Alice Munro, one of the giants of Canada’s literary scene, has always been a tremendously sensitive and humane writer; in turning down yet another nomination for the prestigious Giller Prize, she’s proven to be an equally sensitive and humane cultivator of Canadian writing talent. Having already won the Giller twice—for The Love of a Good Woman and Runaway—Munro said that she would withdraw her new book, Too Much Happiness, from the arena in order to give a younger generation of writers a kick at the can, her publisher told the Globe:
“Her reason is that she has won twice and would like to leave the field to younger writers,” Munro’s publisher, Douglas Gibson, confirmed this week. “In my role as greedy publisher I pointed out that the Giller Prize produces so much publicity, that even to be nominated for it is tremendous publicity,” he said. “But her mind is made up on this. Alice preferred to withdraw from the competition.”
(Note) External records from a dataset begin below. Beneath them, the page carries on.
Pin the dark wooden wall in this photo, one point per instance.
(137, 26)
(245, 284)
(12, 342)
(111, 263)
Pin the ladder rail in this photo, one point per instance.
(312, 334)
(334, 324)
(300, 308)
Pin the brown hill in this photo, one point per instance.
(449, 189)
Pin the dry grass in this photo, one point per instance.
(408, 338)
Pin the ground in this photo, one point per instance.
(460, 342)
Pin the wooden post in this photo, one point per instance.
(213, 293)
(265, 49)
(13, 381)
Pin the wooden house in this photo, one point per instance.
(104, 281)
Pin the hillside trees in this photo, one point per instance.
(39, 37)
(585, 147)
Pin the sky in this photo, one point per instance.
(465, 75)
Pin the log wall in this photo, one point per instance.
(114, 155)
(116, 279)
You could argue that withdrawing at this point whiffs of condescension, robbing other writers of the thrill of throwing their work into the arena with her and (however unlikely) prevailing. But knowing what we do about Munro and her books—every one is her “last collection before retirement,” until the next book comes along—I think this is a more generous and gracious move. She doesn’t appear to write for glory or money or prizes. She writes because she can’t not write. The spot that Munro’s withdrawal leaves open will be worth much more to someone else, maybe a writer with less exposure and fewer sales who nonetheless has something remarkable to say.
I look forward to more books from Alice Munro, who at 78 is still prolific. But like all ecologies, artistic and literary environments need new growth and development, and in stepping aside like this, Munro has shown her support for that natural and necessary evolution.